Simple and virgin are his thoughts as yet,
Pure as a pearl his speech; to search and search
His meditation’s sum, as on his lips
Spring ever Why and When and How and Where;
Receptive to all images his mind,
His occupation other to pursue,
Other to see. Let any take his eyes
Creeping behind his back, and how distressed
His little soul becomes! So immature
His thoughts are yet that like the new‐sprung hawk
Flutters its wings, to try the world’s wide air;
He lets them slip, to hunt and seize their prey,
Then calls them home again unto himself.
Lit by the pyrotechnics of the mind
The rocket of his fancy fills the sky
With coruscating embers. At the last
His eye prehensile lights upon himself;
His little hand clutched to his breast, he cries
“I!” So his memory maketh him aware
Of his own self, and keeps secure the bond
Linking to‐morrow with his yesterday;
Upon this golden thread his days are strung
Like jewels on a necklace, one by one.
Though, every breath, ever diminishes,
Ever augments his flesh, “I am the same
As I have ever been,” his heart declares.
This newborn “I” the inception is of life,
This the true song of life’s awaking lute.
Like to a child is a community
Newborn, an infant in its mother’s arms;
All unaware of self; a jewel stained
By the road’s dust; unbound to its to‐day
Is its to‐morrow, fettered not its feet
By the successive links of night and day.
It is the pupil lodged in Being’s eye,
Other beholding, lost unto itself;
A hundred knots are in its cord to loose
Ere it can reach the end of selfhood’s thread
But when with energy it falls upon
The world’s great labours, stable then becomes
This new‐won consciousness; it raises up
A thousand images, and casts them down;
So it createth its own history.
Yet, when the individual has snapped
The bond that joins his days, as when a comb
Sheddeth its teeth, so his perception is.
The record of the past illuminates
The conscience of a people; memory
Of past achievements makes it self‐aware;
But if that memory fades, and is forgot,
The folk again is lost in nothingness.
Know, then, ’tis the connecting thread of days
That stitches up thy life’s loose manuscript;
This selfsame thread sews us a shirt to wear,
Its needle the remembrance of old yarns.
What thing is history, O self‐unware?
A fable? Or a legendary tale?
Nay, ’tis the thing that maketh thee aware
Of thy true self, alert unto the task,
A seasoned traveller; this is the source
Of the soul’s ardour, this the nerves that knit
The body of the whole community.
This whets thee like a dagger on its sheath,
To dash thee in the face of all the world.
Ah, how delightful is this instrument
And how inspiring, that within its strings
Imprisons those departed memories!
See the extinguished splendour blaze anew!
Behold all yesterdays in the embrace
Of its to‐day!
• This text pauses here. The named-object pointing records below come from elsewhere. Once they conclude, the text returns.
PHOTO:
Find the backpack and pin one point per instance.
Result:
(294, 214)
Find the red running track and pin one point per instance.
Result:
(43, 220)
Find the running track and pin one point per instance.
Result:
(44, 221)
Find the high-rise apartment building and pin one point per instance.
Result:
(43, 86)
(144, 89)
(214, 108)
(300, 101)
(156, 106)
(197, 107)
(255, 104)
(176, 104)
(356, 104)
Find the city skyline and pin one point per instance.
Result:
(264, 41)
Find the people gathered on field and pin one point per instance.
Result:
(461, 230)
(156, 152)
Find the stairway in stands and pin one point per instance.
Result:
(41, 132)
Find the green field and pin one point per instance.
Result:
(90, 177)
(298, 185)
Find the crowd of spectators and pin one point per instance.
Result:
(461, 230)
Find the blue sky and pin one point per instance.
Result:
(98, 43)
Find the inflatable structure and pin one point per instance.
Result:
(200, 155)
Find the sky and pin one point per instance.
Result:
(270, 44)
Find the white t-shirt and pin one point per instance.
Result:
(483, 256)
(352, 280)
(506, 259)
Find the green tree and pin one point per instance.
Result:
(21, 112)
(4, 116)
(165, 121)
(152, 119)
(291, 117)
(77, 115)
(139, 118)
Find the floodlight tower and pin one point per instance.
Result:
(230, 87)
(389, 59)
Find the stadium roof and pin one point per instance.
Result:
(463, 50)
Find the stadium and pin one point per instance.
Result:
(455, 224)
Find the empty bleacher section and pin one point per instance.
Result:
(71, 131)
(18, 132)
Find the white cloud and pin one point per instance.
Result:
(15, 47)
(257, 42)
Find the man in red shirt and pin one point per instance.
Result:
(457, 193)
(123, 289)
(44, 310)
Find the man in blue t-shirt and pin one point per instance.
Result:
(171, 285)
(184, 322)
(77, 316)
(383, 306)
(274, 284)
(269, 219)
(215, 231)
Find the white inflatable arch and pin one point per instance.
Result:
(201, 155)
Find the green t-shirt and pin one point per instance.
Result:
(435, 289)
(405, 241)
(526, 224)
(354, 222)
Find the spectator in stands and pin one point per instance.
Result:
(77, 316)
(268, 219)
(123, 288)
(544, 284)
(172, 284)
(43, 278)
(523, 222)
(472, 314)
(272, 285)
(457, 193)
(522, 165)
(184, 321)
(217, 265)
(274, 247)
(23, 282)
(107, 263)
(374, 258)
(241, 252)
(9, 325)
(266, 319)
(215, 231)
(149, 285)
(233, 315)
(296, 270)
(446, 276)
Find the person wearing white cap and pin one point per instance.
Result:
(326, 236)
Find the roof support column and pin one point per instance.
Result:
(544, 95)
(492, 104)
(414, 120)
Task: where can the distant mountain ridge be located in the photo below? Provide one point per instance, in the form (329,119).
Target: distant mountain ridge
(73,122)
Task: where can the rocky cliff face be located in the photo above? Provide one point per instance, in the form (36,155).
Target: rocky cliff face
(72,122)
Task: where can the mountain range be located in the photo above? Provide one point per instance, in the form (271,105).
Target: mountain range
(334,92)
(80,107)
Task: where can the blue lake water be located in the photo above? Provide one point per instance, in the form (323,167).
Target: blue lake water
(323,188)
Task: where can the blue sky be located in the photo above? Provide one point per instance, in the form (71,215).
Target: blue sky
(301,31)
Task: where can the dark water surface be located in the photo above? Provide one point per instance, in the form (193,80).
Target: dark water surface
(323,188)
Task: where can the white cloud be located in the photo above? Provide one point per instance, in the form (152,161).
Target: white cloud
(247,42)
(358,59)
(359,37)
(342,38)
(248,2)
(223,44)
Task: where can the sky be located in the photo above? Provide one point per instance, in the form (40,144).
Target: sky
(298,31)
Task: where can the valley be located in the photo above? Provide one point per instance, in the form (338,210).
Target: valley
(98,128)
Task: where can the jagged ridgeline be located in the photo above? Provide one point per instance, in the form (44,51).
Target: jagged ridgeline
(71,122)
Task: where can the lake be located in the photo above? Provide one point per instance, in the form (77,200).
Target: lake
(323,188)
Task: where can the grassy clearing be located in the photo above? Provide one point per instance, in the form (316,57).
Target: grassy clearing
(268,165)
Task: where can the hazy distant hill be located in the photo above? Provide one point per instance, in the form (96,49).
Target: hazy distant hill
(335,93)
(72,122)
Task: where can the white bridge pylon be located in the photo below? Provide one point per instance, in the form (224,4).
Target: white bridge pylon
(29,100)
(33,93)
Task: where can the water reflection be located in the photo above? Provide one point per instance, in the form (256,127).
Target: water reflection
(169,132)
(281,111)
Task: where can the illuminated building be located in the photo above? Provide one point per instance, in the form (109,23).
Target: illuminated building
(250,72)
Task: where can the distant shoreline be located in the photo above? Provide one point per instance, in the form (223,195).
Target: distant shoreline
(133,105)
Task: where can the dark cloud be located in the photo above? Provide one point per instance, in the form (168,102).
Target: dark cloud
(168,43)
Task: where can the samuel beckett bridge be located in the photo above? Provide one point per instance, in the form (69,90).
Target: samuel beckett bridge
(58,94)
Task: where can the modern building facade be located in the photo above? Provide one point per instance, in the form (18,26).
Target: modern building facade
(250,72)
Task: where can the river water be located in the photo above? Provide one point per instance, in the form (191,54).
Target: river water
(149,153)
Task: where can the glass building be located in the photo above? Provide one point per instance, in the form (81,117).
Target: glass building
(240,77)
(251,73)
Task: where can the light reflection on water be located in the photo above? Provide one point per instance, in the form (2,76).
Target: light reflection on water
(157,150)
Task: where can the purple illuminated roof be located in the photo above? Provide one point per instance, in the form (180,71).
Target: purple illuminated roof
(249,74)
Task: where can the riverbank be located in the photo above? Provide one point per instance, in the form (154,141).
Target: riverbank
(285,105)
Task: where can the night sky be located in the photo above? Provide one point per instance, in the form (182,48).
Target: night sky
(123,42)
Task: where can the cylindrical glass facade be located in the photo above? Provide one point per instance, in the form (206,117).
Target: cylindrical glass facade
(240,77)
Its candle is a star
To light the peoples’ fortunes, and illume
To‐night and yesternight in equal shine.
The skilful vision that beholds the past
Can recreate before thy wondering gaze
The past anew; wine of a hundred years
That bowl contains, an ancient drunkenness
Flames in its juice; a cunning fowler it
To snare the bird that from our garden flew.
Preserve this history, and so abide
Unshaken, vital with departed breaths.
Fix in firm bond to‐day with yesterday;
Make life a bird accustomed to the hand.
Draw to thy hand the thread of all the days,
Else thou art blind‐by‐day, nightworshipping.
Thy present thrusts its head up from the past,
And from thy present shall thy future stem.
If thou desirest everlasting life,
Break not the thread between the past and now
And the far future. What is life? A wave
Of consciousness of continuity,
A gurgling wine that flames the revellers.